When an Ingrown Hair Is Infected

A standard ingrown hair is mildly red and tender. An infected one escalates: the bump becomes increasingly warm, painful, and swollen, and you may notice pus in the center or whitish, bloody fluid leaking from it. If the redness spreads outward, the pain worsens over a few days, or you develop a fever and fatigue, that’s a sign the infection is deepening and needs medical treatment. A growing, pus-filled nodule that doesn’t improve with warm compresses within a few days also warrants a visit to your doctor.

Shaving Habits That Prevent Recurrence

The single most effective change is shaving with the grain (in the direction your hair grows) rather than against it. Shaving against the grain cuts the hair below the skin line, giving it a sharper tip that’s more likely to re-enter the skin as it grows back. If you want a closer result, shave with the grain first, then make a second pass going sideways. A fresh, sharp blade matters more than extra passes: dull blades tug at hairs instead of cutting them cleanly, which increases irritation and ingrown risk.

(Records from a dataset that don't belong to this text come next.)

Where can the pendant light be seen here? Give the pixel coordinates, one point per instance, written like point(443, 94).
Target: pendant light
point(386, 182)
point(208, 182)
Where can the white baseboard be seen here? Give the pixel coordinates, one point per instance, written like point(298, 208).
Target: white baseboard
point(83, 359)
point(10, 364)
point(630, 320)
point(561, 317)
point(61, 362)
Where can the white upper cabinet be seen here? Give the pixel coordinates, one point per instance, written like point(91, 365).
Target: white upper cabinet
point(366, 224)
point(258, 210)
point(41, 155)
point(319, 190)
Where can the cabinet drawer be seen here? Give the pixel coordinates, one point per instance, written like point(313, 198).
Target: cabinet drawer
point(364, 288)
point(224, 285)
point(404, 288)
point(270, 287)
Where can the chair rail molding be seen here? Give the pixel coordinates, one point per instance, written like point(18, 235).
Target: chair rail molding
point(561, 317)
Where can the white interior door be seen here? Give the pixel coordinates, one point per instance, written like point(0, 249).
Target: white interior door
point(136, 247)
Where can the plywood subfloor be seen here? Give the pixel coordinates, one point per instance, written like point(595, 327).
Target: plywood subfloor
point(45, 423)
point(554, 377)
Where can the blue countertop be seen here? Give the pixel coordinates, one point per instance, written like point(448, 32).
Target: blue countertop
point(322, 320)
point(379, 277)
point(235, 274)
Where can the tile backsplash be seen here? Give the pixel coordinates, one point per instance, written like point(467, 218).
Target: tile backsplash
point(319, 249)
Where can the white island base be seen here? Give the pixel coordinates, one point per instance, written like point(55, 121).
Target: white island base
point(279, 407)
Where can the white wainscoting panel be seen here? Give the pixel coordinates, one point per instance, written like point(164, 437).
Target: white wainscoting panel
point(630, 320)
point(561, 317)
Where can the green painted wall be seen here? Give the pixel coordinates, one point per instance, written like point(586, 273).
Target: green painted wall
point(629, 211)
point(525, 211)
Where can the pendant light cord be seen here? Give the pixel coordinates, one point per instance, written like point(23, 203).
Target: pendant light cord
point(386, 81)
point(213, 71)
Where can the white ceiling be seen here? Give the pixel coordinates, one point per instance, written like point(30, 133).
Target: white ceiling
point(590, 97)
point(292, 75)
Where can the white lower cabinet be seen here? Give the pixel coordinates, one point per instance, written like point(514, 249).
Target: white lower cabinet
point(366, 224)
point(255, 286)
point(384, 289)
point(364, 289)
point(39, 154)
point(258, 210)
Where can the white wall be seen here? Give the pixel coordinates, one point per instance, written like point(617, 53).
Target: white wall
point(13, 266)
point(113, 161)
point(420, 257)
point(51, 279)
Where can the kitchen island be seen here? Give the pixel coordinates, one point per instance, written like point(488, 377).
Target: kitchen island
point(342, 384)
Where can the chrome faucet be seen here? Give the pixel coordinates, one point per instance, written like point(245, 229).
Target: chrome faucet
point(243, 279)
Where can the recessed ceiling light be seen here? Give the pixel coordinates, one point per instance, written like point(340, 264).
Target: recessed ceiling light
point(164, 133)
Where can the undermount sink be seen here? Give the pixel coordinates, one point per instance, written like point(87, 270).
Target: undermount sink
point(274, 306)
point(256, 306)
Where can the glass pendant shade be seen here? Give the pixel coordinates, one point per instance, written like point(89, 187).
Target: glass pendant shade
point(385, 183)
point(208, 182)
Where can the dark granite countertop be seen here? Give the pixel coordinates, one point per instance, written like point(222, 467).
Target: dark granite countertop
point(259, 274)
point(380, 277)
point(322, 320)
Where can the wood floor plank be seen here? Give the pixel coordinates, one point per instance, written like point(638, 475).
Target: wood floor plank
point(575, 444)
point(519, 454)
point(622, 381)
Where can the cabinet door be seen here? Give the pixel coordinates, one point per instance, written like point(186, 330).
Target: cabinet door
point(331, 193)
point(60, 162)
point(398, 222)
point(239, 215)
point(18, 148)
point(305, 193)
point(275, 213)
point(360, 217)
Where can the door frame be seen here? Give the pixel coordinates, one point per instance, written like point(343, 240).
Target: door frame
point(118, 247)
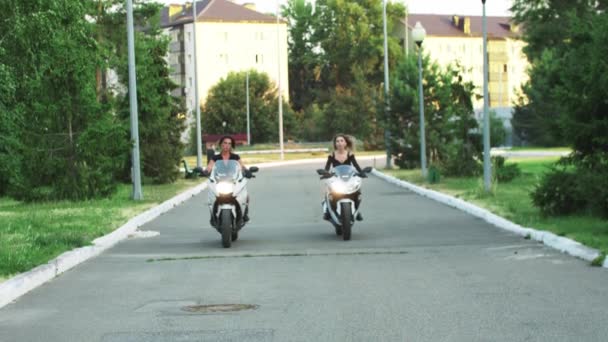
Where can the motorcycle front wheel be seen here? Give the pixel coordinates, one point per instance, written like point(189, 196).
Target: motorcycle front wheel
point(346, 220)
point(226, 227)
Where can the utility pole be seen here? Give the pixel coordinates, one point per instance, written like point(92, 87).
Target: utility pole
point(387, 106)
point(135, 170)
point(487, 171)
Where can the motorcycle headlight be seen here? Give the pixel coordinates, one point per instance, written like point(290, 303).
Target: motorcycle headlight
point(338, 187)
point(225, 188)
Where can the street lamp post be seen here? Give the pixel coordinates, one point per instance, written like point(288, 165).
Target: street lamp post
point(419, 33)
point(199, 147)
point(387, 106)
point(486, 116)
point(136, 173)
point(248, 125)
point(279, 86)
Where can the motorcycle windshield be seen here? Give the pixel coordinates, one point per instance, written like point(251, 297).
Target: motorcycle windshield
point(344, 172)
point(226, 170)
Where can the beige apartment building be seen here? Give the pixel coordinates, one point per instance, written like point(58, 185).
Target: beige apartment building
point(458, 39)
point(230, 37)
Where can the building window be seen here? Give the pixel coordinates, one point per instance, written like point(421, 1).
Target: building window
point(259, 59)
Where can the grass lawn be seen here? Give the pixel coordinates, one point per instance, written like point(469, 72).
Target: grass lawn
point(513, 202)
point(543, 149)
point(31, 234)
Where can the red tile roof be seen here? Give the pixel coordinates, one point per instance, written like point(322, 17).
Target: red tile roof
point(440, 25)
point(216, 10)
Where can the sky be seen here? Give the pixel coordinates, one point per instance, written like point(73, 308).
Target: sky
point(462, 7)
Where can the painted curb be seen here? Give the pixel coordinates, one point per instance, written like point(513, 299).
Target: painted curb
point(19, 285)
point(560, 243)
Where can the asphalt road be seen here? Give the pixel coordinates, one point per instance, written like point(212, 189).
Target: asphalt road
point(415, 270)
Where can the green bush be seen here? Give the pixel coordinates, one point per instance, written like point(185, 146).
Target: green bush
point(434, 175)
point(504, 173)
point(593, 185)
point(558, 193)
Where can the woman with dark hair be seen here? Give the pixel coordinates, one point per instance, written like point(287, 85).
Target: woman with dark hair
point(226, 152)
point(227, 145)
point(343, 155)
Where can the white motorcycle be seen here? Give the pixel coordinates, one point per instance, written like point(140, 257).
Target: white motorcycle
point(228, 199)
point(342, 196)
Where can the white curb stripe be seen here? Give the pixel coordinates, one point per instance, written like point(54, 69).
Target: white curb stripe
point(560, 243)
point(19, 285)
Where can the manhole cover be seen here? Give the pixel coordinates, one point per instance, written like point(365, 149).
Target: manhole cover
point(219, 308)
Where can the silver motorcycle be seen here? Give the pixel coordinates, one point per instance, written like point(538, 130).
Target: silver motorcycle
point(228, 199)
point(342, 196)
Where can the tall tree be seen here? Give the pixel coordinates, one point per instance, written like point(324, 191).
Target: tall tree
point(548, 32)
point(11, 127)
point(451, 139)
point(303, 60)
point(71, 145)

Prepping skin before shaving also helps. Wash the area with warm water to soften hairs, apply a proper shaving cream or gel, and use light pressure rather than pressing the blade into the skin. Rinsing the blade after every stroke keeps it from dragging. After shaving, a gentle moisturizer calms the skin and keeps the surface soft enough for new hairs to push through easily.

If ingrown hairs keep coming back despite these adjustments, consider switching from a razor to an electric trimmer that doesn’t cut quite as close to the surface. Leaving even a millimeter of stubble above the skin dramatically reduces the chance of the hair curling back in. For people with chronic ingrown hairs, especially in the beard area, laser hair removal is an option that reduces the total number of hairs and, over multiple sessions, can largely eliminate the problem.

Chemical Exfoliation Between Shaves

Regular exfoliation clears away dead skin cells that can block the follicle opening and trap hairs underneath. Products containing salicylic acid or glycolic acid are effective options because they dissolve the “glue” holding dead cells to the surface. Using an exfoliating wash or treatment two to three times a week in ingrown-prone areas (bikini line, neck, jawline) keeps the path clear for hairs to grow outward. Avoid scrubbing with harsh physical exfoliants on already-irritated skin, since that can worsen inflammation and spread bacteria from one bump to the next.